Le ministère du Tourisme du Québec relance son programme Démarche Qualité Tourisme.
Sous l’égide de l’Organisation mondiale du tourisme et financé par des fonds canadiens et québécois, le Centre mondial d’Excellence des Destinations, basé à Montréal, vient de voir le jour. Il en est à élaborer ses critères de mesure de l’excellence d’une destination.
Aux États-Unis, cinq hôtels s’enorgueillissent de leur certification obtenue du US Green Building Council.
Le Word Travel & Tourism Council (WTTC) décerne annuellement son Tourism for Tomorrow Award et étudie présentement la possibilité d’établir une accréditation répondant à des standards de développement durable. À l’échelle québécoise, les récipiendaires des Grands prix du tourisme affichent fièrement leur prix dans leurs campagnes promotionnelles.
Même s’il s’agit principalement d’un regroupement de commercialisation, n’adhère pas qui veut à la chaîne hôtelière Relais & Châteaux, synonyme de prestige auprès de la clientèle touristique.
Et la liste pourrait s’allonger. Classifications, certifications, labels sociaux, labels de qualité, labels d’origine, écolabels, prix importants, bannières de prestige… lorsqu’il s’agit d’obtenir une reconnaissance,ce n’est pas le choix qui manque!
Inutile de dire qu’avec la sensibilisation croissante de la clientèle à l’égard de l’environnement et des impacts négatifs qu’engendre le tourisme, la remise en question des pratiques touristiques devient inéluctable. La certification constitue une façon de montrer son engagement, d’offrir une garantie. Dès lors, les principes de développement durable prennent de plus en plus de place dans l’établissement des critères, de même que dans la création de nouveaux labels.

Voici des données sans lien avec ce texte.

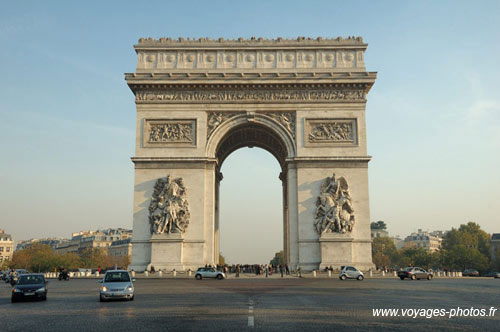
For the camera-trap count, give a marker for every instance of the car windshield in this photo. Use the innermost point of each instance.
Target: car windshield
(30, 280)
(117, 277)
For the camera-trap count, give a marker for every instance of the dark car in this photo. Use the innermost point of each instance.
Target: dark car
(30, 286)
(414, 273)
(493, 274)
(12, 276)
(470, 273)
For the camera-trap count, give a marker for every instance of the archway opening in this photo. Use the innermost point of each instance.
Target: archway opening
(251, 214)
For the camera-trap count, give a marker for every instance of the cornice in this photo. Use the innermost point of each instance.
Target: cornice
(167, 42)
(254, 55)
(227, 77)
(250, 93)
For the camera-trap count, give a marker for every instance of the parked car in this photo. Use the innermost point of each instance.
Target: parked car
(30, 286)
(209, 272)
(116, 284)
(414, 273)
(470, 273)
(493, 274)
(350, 272)
(12, 277)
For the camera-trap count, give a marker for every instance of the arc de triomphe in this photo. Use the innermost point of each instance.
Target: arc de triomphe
(302, 100)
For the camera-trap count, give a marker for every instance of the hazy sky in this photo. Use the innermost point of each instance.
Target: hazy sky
(68, 118)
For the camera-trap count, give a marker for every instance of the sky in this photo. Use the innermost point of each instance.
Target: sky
(67, 117)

Les avantages pour l’entreprise
S’engager dans un programme de certification ou dans une démarche qualité n’est pas de tout repos. Cela exige beaucoup de temps et peut même entraîner la révision complète des processus de travail.

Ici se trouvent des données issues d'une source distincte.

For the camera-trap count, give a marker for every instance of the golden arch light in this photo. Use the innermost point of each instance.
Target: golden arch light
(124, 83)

Dans un contexte où la clientèle est exigeante et où elle n’a bien souvent que l’embarras du choix, de plus en plus d’entreprises misent sur un sceau de qualité, de reconnaissance ou de distinction pour:
- améliorer ses services et la qualité de son produit,
- assurer une garantie au consommateur et lui donner confiance,
- se démarquer de la concurrence,
- accroître sa visibilité et sa notoriété,
- accéder à de nouveaux marchés,
- améliorer ses façons de faire et augmenter sa productivité,
- et même, dans une certaine mesure, réduire les impacts négatifs du tourisme.

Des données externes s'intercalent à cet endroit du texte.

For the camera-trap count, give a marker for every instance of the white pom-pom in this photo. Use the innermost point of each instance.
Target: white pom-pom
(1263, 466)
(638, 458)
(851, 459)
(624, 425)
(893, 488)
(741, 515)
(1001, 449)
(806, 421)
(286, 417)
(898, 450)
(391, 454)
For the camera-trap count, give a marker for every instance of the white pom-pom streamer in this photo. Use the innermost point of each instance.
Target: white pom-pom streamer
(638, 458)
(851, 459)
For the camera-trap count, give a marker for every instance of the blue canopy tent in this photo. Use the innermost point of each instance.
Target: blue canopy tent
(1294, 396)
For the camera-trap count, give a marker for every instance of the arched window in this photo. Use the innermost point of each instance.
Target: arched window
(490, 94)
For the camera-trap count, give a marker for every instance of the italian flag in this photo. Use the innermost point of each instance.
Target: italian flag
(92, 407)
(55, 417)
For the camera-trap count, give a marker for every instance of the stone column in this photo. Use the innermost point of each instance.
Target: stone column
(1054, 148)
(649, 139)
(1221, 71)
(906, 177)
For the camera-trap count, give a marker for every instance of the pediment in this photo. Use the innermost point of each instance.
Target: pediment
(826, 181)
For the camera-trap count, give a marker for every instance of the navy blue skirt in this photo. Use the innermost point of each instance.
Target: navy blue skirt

Rien n’est parfait au royaume de la certification
Les «étoiles» dans l’industrie hôtelière représentent sans doute le système de classification le plus connu des voyageurs. Mais qui les attribue? Le voyagiste, l’hôtel lui-même, des organismes reconnus qui ont des critères bien différents d’une région à l’autre et même l’internaute avec l’avènement Web 2.0. (Lire aussi: Web 2.0, vous n’avez pas fini d’en entendre parler!).
Combien de fois a-t-on dénoncé l’inégalité des évaluations entre les régions et le manque d’homogénéité entre les différents programmes qui confondent le voyageur? En fait, plusieurs organismes souhaitent établir des certifications à l’échelle mondiale, mais cela relève-t-il de l’utopie?
- Comment des normes internationales peuvent-elles prendre en compte les réalités régionales?
- Comment tourisme de masse et tourisme de niche peuvent-ils répondre aux mêmes standards?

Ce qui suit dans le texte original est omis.